The Novell model is similar to JBoss, another professional open source business of some note. The JBoss Group provides
paid services, consulting and support around the open source JBoss Application Server,
as well as open source projects like Tomcat, Hibernate and Nukes.

Marc Fleury, JBoss founder, chairman and CEO, and his company have been offering professional open source services
for years now, even before the term “professional open source” was coined.

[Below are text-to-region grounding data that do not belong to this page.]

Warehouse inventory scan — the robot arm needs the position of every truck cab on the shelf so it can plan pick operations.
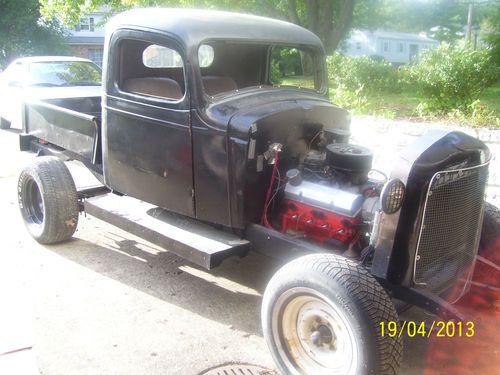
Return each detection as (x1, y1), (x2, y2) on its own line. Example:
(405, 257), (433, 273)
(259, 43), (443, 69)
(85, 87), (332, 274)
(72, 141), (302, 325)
(98, 10), (349, 229)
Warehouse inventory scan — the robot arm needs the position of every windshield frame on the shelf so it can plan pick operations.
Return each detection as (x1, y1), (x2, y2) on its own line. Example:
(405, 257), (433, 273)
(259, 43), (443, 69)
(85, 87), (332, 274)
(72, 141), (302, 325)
(191, 38), (328, 102)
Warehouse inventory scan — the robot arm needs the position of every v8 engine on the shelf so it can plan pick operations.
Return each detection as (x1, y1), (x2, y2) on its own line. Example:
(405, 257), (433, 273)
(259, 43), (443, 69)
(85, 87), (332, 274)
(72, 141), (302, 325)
(279, 143), (385, 256)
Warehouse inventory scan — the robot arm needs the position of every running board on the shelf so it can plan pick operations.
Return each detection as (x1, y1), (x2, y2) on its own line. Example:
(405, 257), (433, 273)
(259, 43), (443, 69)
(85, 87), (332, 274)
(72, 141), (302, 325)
(84, 193), (254, 269)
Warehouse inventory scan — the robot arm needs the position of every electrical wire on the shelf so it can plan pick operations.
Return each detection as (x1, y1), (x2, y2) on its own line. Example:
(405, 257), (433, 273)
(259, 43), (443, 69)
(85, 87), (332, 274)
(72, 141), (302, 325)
(261, 153), (281, 229)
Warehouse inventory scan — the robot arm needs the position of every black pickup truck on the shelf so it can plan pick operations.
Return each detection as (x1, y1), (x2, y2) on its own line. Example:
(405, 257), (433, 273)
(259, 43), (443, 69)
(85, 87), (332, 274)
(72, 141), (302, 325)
(18, 9), (499, 375)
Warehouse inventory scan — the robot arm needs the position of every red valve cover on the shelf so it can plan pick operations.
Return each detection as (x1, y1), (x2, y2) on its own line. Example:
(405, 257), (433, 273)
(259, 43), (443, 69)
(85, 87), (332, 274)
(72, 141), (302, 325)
(281, 199), (361, 244)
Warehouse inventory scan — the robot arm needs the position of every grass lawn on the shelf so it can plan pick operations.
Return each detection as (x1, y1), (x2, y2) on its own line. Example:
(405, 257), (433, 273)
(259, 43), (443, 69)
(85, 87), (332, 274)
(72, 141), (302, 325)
(330, 81), (500, 128)
(281, 77), (500, 127)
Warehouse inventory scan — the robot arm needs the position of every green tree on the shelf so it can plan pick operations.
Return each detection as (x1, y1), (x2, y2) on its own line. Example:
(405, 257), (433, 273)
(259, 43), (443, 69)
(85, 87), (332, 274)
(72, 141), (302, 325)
(481, 6), (500, 67)
(0, 0), (66, 67)
(40, 0), (382, 53)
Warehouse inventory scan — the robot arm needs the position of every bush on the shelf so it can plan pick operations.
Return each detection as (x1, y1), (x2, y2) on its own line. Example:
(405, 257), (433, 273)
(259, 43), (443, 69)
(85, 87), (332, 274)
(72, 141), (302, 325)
(327, 53), (398, 95)
(408, 44), (498, 114)
(327, 53), (398, 113)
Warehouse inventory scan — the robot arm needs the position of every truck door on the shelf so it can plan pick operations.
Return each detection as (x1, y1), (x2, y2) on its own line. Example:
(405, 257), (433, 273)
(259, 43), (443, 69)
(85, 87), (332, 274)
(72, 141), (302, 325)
(103, 35), (195, 216)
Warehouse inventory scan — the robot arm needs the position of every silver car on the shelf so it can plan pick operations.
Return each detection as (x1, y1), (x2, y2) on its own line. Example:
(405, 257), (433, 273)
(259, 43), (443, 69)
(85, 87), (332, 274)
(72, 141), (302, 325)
(0, 56), (101, 129)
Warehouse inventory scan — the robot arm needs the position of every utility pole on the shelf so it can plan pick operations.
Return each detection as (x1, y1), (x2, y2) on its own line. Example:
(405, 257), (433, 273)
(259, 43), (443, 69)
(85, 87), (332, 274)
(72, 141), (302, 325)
(465, 0), (474, 42)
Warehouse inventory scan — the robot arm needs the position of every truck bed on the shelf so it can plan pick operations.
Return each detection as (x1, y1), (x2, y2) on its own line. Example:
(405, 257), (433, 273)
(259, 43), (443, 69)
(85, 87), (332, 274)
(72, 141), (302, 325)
(23, 96), (102, 164)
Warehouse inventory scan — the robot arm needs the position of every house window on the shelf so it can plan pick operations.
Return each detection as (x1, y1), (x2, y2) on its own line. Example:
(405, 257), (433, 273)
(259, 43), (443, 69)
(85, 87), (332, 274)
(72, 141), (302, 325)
(75, 17), (94, 31)
(89, 48), (103, 67)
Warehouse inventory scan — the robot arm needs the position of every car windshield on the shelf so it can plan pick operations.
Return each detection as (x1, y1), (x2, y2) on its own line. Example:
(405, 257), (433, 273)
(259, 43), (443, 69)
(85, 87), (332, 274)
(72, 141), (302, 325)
(198, 41), (327, 96)
(27, 61), (101, 87)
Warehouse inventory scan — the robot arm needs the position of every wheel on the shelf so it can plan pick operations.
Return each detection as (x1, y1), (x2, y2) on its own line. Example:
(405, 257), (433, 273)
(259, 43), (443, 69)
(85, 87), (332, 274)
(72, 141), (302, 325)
(17, 156), (79, 244)
(478, 202), (500, 261)
(0, 117), (10, 129)
(262, 254), (403, 375)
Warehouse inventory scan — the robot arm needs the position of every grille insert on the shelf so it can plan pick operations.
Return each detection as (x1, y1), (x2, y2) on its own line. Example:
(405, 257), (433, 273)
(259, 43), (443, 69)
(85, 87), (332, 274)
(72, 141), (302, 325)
(413, 164), (488, 292)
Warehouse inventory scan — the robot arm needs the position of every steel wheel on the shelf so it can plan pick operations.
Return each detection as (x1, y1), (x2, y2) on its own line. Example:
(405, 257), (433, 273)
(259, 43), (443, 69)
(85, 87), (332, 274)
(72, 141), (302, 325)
(261, 254), (403, 375)
(22, 179), (45, 226)
(272, 288), (358, 375)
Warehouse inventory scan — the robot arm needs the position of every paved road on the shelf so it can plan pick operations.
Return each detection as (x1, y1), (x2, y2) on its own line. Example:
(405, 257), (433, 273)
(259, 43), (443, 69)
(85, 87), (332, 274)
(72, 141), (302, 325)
(0, 131), (497, 375)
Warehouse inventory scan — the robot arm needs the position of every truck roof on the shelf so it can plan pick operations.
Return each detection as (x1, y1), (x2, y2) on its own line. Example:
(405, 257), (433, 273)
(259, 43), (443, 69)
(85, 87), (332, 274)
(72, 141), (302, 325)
(106, 8), (323, 49)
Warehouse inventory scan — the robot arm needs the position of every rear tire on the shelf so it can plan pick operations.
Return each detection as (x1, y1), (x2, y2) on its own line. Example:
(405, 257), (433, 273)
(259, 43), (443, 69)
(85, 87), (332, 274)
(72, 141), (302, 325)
(18, 156), (79, 244)
(262, 254), (403, 375)
(0, 117), (10, 129)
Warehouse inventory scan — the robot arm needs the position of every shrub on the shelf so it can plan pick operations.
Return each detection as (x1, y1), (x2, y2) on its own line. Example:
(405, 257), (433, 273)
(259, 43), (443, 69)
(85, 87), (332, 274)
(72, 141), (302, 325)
(327, 53), (397, 95)
(409, 44), (498, 114)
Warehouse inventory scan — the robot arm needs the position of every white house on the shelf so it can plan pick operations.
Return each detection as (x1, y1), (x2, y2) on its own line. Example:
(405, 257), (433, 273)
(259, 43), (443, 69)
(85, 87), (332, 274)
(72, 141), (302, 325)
(66, 8), (106, 66)
(343, 30), (439, 65)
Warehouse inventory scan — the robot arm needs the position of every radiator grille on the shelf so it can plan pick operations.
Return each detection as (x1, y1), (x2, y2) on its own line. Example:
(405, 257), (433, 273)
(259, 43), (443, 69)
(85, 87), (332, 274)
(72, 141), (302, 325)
(414, 165), (488, 292)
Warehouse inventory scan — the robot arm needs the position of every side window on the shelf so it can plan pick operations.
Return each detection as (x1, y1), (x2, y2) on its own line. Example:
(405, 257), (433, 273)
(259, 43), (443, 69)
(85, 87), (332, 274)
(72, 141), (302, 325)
(119, 40), (186, 101)
(142, 44), (184, 68)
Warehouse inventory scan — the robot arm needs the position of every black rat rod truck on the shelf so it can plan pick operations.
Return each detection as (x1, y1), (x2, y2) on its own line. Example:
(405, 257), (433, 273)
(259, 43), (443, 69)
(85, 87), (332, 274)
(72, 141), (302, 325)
(18, 9), (498, 375)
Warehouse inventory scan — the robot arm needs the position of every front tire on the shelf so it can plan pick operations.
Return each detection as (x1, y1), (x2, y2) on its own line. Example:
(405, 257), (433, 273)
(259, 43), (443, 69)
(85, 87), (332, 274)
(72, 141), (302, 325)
(262, 254), (402, 375)
(18, 156), (79, 244)
(478, 202), (500, 261)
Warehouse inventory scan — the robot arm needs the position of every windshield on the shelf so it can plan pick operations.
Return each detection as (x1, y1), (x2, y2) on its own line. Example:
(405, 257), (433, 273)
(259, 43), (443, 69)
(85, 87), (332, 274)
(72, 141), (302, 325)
(198, 41), (327, 96)
(270, 47), (321, 90)
(26, 61), (101, 87)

He believes Novell’s decision to use one of the
two open source business models that are known to work — giving away the software and charging for maintenance and
support and the dual-licensing like that of MySQL — was a good one, but he wonders how it can make Mono
profitable.

“In the operating system world, the value add from Red Hat is that Linux is really a thousand little projects that
all move independently; the value add that Red Hat provides is versioning everything, saying ‘all these are Red Hat
8.1’ and offering support on that,” Fleury said. “In the case of a virtual machine, which is really what the Mono
Project is about, there is some business in the Java Virtual Machine support but not that much.

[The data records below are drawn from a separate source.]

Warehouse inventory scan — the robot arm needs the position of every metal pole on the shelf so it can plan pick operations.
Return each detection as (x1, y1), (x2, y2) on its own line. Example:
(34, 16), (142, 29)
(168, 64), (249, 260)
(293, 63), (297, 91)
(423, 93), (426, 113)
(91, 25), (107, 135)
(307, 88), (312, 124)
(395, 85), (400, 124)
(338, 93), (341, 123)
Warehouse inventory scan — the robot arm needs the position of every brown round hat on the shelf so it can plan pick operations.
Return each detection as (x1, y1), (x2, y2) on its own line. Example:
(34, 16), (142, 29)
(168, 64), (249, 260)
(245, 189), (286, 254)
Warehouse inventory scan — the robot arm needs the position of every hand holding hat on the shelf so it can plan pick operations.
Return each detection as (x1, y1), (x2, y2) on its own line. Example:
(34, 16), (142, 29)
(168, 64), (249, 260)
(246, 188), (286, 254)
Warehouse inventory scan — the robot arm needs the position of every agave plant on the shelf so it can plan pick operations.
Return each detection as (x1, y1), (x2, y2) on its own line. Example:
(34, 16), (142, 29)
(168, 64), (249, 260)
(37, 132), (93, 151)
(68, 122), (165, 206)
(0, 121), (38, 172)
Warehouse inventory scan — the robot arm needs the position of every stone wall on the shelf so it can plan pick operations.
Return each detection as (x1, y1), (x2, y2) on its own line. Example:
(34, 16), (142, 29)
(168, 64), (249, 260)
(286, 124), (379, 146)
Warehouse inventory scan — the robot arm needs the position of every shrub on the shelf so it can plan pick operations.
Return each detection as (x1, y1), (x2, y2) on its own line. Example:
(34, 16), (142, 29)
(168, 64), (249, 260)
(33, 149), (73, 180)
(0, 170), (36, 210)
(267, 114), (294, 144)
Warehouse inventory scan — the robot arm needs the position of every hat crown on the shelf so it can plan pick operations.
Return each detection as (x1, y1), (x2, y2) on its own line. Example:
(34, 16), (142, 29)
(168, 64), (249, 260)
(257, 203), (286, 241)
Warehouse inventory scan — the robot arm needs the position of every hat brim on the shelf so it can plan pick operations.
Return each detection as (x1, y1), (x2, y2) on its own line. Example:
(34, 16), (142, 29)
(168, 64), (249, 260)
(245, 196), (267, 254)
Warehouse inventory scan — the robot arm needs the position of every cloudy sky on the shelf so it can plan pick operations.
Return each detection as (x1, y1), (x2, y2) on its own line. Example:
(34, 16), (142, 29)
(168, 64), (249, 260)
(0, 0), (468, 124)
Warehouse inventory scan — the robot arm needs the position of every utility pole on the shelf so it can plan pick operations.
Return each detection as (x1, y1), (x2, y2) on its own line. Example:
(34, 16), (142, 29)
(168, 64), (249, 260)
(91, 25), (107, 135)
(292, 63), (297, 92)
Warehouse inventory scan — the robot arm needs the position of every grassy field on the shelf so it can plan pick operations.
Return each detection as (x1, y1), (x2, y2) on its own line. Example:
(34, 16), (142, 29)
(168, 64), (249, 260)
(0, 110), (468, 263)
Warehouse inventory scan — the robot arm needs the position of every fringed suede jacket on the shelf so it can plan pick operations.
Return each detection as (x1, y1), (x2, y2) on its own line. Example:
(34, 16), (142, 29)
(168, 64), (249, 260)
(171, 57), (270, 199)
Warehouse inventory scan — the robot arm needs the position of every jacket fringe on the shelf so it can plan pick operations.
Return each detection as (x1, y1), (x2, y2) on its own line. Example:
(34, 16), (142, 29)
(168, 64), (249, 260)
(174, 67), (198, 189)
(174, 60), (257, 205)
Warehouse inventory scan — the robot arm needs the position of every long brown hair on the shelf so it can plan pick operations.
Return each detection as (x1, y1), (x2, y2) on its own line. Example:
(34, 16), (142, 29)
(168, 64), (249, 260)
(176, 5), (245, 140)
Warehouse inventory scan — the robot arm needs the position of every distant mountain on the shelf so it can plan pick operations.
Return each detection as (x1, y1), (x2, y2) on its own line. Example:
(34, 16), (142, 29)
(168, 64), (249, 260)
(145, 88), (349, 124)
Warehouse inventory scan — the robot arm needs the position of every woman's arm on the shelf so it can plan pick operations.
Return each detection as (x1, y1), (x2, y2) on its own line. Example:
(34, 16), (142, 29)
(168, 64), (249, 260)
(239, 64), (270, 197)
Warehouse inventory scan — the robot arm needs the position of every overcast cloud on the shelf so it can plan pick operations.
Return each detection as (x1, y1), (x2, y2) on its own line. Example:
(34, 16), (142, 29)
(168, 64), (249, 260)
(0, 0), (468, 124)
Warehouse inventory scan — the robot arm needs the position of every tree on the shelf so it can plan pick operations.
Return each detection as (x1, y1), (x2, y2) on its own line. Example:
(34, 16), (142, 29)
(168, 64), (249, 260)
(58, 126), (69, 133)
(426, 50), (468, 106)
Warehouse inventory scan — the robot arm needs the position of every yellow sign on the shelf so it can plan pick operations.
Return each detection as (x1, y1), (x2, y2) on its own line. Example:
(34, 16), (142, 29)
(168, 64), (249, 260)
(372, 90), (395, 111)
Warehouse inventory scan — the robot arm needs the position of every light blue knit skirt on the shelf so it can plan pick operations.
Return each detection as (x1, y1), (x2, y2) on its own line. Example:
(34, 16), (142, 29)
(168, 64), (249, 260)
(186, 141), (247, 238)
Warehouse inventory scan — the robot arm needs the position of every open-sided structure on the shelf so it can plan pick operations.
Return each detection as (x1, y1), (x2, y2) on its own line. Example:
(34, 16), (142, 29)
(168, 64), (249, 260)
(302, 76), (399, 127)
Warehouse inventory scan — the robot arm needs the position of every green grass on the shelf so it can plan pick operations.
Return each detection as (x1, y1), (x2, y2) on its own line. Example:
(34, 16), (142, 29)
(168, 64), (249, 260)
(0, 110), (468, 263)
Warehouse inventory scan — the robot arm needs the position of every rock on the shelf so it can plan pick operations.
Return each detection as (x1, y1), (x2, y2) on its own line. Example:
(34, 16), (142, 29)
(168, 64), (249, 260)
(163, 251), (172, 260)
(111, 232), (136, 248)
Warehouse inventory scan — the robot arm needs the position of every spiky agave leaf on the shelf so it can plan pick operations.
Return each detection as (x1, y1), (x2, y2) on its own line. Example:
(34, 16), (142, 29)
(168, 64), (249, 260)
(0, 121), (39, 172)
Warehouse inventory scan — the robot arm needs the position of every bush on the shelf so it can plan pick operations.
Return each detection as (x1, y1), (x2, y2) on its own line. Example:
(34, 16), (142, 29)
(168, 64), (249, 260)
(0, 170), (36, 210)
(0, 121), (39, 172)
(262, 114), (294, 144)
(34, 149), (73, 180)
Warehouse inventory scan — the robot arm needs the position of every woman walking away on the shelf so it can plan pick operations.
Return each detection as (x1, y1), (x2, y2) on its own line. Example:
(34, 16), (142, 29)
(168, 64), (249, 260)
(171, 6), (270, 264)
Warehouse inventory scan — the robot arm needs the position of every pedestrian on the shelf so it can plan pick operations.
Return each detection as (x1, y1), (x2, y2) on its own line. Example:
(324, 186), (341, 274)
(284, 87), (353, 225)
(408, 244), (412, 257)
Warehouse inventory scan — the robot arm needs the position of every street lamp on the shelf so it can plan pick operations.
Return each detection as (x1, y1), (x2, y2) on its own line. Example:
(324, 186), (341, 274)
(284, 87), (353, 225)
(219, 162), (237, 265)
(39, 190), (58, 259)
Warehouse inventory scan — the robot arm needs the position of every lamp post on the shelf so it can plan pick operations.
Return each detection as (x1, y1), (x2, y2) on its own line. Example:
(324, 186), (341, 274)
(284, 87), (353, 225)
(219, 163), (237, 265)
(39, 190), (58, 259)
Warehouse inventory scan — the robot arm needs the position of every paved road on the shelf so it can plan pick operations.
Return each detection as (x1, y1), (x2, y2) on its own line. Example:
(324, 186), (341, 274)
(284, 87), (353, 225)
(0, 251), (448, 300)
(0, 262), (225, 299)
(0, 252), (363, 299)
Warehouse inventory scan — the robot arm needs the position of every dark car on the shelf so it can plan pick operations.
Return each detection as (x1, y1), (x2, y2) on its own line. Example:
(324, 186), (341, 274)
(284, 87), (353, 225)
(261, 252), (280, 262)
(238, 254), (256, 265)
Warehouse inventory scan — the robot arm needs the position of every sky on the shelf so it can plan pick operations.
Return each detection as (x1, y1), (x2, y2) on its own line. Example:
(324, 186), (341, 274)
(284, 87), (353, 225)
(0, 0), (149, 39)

“People definitely want support as they go into production,” he continued, “but it may be a difficult market for
them to grow a significant subscription revenue base. But we’ll see.”

That revenue base is probably behind Novell’s decision to roll up other open source projects once Mono
support is up and running smoothly. The company even started Novell Forge, an incubator of sorts. Taking a page
from the success of SourceForge.net, the world’s largest open source development forum, Novell Forge hosts projects on
its Web site for worldwide collaboration.

Jason Williams, director of technology for Web Commerce Group (WCG), said there’s a market for
companies who can provide enterprise-grade support for open source projects. WCG builds wireline and wireless Internet
applications for companies like rental car agency Avis on open source projects like JBoss and MySQL. Their experience
with the projects, and the need in the business world, prompted them to open a consulting service around the
technologies out there.

“Professional open source is out there and it’s there to stay; it’s getting a lot of momentum and a lot of push,”
Williams said.

He credits companies like Red Hat and IBM for their efforts in raising
the possibility of open source in an enterprise environment. Though harder to master than most
out-of-the-box software, open source is showing companies that proprietary, pricey software isn’t the only choice.

“It does tend to be more techie oriented. From a developer standpoint, there’s more legwork to be done to get things
up and running,” Williams said. “However, there’s the expression of ‘don’t make me eat the whole elephant’;
with proprietary software, you tend to get this feature-creep. With open source, you tend to have tools that
are designed to do one thing and one thing well.”